There’s hot breath in my ear, stinking breath, booze and decay. I don’t know what I’m going to do with you, says Mom, why do you have to be such a pain in the ass? Look at your sister, just look at her! And there she is, right in front of me now, white and lovely in her little scoop-neck blue linen maternity top and white shorts. She smiles her cover girl smile. She opens the top and her insides fall out of her ripped belly as she smiles on. There is shrill howling, like a dog hit by a car.

Something grabs my left arm, hard. I raise the gun, but it is batted away and I am hauled up off my feet, an arm around my waist. I feel stair treads under my zoris. Detective Paz is heaving me up the stairs and into my apartment.

I collapse inside the door, my head against the cool porcelain of the stove.

“I heard the shot,” he says. “I think you popped one of those … those guys. You were turning in a circle and screaming, about ten feet from the stairs.”

“Yeah. It’s not so good out there right now.” I crawl on hands and knees to the bathroom. I lay my cheek on the rim of the toilet and retch up a little yellow slime. I hear the snap of a pop-top and the gurgling sound of a man knocking down most of a twelve-ounce in one slug.
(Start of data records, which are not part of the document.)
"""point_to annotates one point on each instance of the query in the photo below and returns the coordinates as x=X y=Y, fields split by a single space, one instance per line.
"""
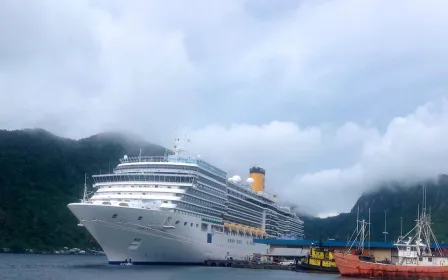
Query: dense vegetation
x=398 y=201
x=41 y=173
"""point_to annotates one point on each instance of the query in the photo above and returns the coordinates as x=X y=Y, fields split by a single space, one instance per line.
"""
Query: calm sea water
x=53 y=267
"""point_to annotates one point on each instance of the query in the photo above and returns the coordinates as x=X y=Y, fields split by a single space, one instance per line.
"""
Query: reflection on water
x=68 y=267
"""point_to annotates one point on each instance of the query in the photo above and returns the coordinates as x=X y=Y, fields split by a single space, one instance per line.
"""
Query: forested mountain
x=41 y=173
x=398 y=201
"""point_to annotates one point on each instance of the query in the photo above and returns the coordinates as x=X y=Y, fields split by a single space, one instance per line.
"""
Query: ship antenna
x=369 y=233
x=84 y=198
x=140 y=155
x=357 y=220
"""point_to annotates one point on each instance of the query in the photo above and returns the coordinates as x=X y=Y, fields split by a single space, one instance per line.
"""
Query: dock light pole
x=401 y=227
x=385 y=226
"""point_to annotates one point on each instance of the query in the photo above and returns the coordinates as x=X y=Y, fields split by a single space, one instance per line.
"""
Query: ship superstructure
x=181 y=209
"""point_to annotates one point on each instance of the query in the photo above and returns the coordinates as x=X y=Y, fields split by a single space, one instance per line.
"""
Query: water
x=70 y=267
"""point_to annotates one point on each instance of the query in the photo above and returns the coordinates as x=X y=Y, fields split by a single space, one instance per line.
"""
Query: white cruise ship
x=181 y=209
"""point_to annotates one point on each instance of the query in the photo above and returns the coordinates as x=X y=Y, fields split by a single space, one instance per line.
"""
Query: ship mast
x=423 y=232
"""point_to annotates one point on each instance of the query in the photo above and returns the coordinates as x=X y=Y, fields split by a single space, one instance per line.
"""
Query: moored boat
x=319 y=259
x=416 y=258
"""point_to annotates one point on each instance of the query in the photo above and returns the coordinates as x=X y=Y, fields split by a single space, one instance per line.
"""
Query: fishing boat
x=416 y=258
x=319 y=259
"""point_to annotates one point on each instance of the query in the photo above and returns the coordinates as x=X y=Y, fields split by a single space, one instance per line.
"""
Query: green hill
x=398 y=201
x=41 y=173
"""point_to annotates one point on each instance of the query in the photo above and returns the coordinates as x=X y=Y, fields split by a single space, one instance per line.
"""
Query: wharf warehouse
x=290 y=249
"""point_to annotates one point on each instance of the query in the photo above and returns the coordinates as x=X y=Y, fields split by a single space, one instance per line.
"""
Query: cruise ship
x=178 y=209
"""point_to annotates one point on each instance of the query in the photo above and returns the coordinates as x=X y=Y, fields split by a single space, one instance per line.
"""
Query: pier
x=225 y=263
x=247 y=264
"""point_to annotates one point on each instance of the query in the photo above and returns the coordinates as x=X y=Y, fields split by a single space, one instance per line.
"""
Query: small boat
x=126 y=262
x=416 y=258
x=319 y=259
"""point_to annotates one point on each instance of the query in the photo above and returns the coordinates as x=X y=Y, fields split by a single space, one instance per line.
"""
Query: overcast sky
x=330 y=96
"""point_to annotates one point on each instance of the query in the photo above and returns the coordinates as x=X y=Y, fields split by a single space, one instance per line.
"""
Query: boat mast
x=84 y=197
x=369 y=233
x=385 y=226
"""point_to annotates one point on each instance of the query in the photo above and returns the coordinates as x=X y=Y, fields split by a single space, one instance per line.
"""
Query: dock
x=247 y=264
x=225 y=263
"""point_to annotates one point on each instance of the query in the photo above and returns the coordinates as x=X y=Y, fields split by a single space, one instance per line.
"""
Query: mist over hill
x=401 y=205
x=40 y=173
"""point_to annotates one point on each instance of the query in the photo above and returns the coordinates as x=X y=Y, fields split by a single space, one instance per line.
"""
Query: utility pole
x=385 y=226
x=401 y=227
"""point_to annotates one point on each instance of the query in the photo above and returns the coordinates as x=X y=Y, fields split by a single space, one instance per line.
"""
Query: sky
x=331 y=97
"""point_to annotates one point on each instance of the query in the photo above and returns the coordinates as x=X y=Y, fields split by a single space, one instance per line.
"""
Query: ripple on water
x=70 y=267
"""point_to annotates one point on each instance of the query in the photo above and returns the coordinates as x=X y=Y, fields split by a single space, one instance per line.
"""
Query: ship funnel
x=257 y=174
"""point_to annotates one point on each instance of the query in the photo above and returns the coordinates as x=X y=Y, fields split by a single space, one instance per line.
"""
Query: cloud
x=411 y=149
x=312 y=90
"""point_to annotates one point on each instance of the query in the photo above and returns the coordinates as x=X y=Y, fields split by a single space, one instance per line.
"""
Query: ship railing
x=144 y=159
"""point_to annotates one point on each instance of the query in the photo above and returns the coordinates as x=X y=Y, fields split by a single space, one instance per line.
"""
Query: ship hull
x=317 y=268
x=150 y=241
x=350 y=266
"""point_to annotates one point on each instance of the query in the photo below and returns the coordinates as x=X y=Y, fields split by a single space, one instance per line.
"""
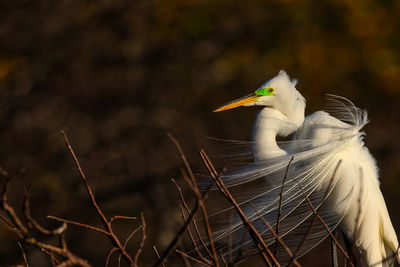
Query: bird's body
x=331 y=166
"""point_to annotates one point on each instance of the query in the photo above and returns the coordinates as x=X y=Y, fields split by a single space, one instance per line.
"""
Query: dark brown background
x=117 y=75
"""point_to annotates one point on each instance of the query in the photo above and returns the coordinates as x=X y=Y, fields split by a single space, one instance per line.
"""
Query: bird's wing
x=312 y=181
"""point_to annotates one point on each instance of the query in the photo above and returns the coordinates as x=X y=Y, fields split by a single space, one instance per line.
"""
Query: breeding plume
x=330 y=165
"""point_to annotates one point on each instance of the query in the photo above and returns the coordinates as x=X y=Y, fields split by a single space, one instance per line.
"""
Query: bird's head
x=277 y=93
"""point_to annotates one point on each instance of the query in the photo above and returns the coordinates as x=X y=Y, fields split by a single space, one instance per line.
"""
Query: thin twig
x=87 y=226
x=117 y=217
x=278 y=239
x=113 y=238
x=258 y=240
x=109 y=255
x=194 y=220
x=157 y=254
x=193 y=259
x=278 y=219
x=199 y=199
x=23 y=254
x=143 y=239
x=195 y=190
x=191 y=237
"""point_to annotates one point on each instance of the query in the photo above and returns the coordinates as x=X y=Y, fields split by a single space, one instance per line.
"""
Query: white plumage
x=330 y=165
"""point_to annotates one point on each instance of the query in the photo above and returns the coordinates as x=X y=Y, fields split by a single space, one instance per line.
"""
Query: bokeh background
x=118 y=75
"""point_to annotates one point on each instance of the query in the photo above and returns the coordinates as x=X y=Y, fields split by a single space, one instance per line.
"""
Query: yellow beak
x=251 y=98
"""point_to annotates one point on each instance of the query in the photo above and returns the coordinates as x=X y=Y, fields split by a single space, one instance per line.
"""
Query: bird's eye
x=265 y=91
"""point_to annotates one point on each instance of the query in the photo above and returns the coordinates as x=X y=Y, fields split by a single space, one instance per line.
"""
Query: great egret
x=330 y=165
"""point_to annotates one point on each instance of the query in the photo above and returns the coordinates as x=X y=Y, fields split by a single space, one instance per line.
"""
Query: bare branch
x=143 y=239
x=258 y=240
x=193 y=259
x=87 y=226
x=23 y=254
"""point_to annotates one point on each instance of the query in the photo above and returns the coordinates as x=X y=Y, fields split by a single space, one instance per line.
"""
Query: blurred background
x=118 y=75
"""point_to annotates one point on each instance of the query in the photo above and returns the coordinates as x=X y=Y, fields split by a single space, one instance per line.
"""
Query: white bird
x=331 y=166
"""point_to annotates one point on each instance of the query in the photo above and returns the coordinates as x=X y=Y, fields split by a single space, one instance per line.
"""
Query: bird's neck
x=268 y=124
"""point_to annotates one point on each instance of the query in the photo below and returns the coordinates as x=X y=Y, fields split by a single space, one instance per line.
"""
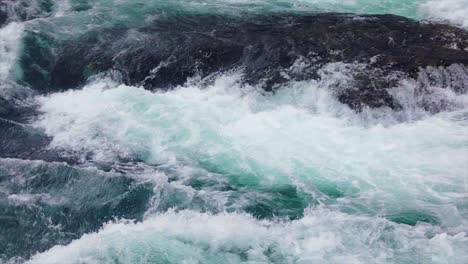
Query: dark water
x=233 y=131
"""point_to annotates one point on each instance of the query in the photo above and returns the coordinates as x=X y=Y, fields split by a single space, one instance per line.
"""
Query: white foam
x=322 y=236
x=301 y=136
x=453 y=11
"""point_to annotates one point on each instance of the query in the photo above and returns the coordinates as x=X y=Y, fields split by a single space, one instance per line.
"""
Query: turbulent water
x=236 y=131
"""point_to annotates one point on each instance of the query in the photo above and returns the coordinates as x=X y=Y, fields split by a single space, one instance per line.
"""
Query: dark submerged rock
x=170 y=50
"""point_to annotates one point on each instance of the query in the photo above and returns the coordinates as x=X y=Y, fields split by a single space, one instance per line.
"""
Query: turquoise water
x=223 y=171
x=373 y=189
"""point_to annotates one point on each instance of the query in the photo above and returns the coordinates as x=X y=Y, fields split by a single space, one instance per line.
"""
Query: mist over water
x=336 y=162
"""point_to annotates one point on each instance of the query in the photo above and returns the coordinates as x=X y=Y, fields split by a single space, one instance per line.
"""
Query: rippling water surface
x=110 y=154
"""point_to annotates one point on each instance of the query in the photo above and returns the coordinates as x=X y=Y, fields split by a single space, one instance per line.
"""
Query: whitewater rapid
x=362 y=169
x=219 y=170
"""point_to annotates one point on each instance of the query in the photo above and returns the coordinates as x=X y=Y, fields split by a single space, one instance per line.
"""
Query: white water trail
x=322 y=236
x=452 y=11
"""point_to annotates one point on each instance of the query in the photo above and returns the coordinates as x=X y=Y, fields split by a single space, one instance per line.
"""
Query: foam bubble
x=453 y=11
x=301 y=136
x=321 y=236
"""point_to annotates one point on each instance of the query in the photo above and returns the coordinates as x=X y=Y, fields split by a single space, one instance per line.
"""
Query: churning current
x=246 y=131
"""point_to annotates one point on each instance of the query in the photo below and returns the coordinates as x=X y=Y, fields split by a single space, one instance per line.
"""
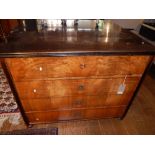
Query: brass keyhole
x=81 y=87
x=82 y=66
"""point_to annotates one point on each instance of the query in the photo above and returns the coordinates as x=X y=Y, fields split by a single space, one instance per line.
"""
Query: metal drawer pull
x=78 y=102
x=40 y=68
x=34 y=90
x=81 y=87
x=82 y=66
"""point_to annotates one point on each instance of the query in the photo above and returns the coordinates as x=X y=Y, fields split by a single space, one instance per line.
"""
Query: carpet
x=41 y=131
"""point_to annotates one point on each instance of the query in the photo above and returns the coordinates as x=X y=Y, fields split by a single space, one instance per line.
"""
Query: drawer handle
x=78 y=102
x=34 y=90
x=77 y=114
x=37 y=119
x=81 y=87
x=82 y=66
x=40 y=68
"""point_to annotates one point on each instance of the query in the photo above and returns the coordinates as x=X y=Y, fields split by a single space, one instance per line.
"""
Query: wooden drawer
x=61 y=88
x=108 y=100
x=79 y=66
x=34 y=89
x=56 y=103
x=99 y=113
x=104 y=112
x=73 y=102
x=92 y=86
x=45 y=117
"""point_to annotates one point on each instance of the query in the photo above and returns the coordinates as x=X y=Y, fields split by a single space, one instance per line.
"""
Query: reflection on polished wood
x=111 y=38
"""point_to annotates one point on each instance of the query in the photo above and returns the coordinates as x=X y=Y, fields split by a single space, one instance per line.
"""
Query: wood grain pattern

“Feeling better?” he asks when I totter back and collapse into a chair next to him.

“Much. If I were a bell, I’d be ringing. Thank you for coming out there after me.”

“You had the beer. What was going on?”

“Just paging through the family album. Look, I think we’re stuck here for a while. We’ll be okay here unless he decides to come in person.”

“In which case, you’ll waste him with that funny gun. Or I will.”

“No,” I snap, “if he comes here, I’ll probably shoot you, and maybe my daughter, too, or you us. Surely it has finally sunk in that he can control what we see? If I think he’s approaching in person, we unload the firearms and put them out of reach. We can’t fight him in m’fa; I have to stop him in m’doli . If I can.”

He drains his beer and pops another. “Want one?” he asks, offering. I drink a sip. I can feel it trickle all the way down into what feels like an empty fifty-five-gallon drum. Paz is fingering my journal. He says, “Would there be a part here that explains how a bunch of highly trained cops got into a gunfight with people who weren’t there and then started shooting one another?” He shudders. “And how somebody else, some fucking Ku Klux Klan bastard, is living in my partner’s body? In small words.”

“Small words? You’ve seen a grel . That makes it easier. Sorry, grel ? greletis the plural. Mind demons. The Chenka call them ogga . Okay, the short version: One, the psyche is real, like metal and electricity. It’s its own thing. Psyches live in complex brains like ours, but they’re not strictly speaking products of our brains. And they can live outside of brains too.” I tell him in plain language what the Olo make of the mental phenomena that still baffle Western science?manic-depression, schizophrenia, mass hysteria, intuition, sexual attraction …

“I thought that was all chemicals?the mental disease business,” he says.

“Yes, right. But that view of the mind ignores tens of thousands of personal accounts of psychic experiences?falling in love with unsuitable people, premonitions, significant dreams, spirit possession, ghostly apparitions, religious ecstasies. Inexplicable behavior, we like to call it. The regular joe who every so often just has to rape and strangle a little girl. Afterward, he feels better. Of course he feels better; his grel is well fed, like a leopard after a nice haunch of antelope. Or the well-brought-up kid with no obvious symptoms who one day murders his parents and starts shooting everyone in school, or on a slightly grander scale, the fact that the most civilized and technically advanced nation in Europe once decided to put itself totally in the hands of an uneducated wacko with a funny mustache and a hypnotic stare. Yeah, it’s all so-called chemistry, but since we don’t know squat about how it works, calling it chemistry is just another kind of incantation. It’s not science.”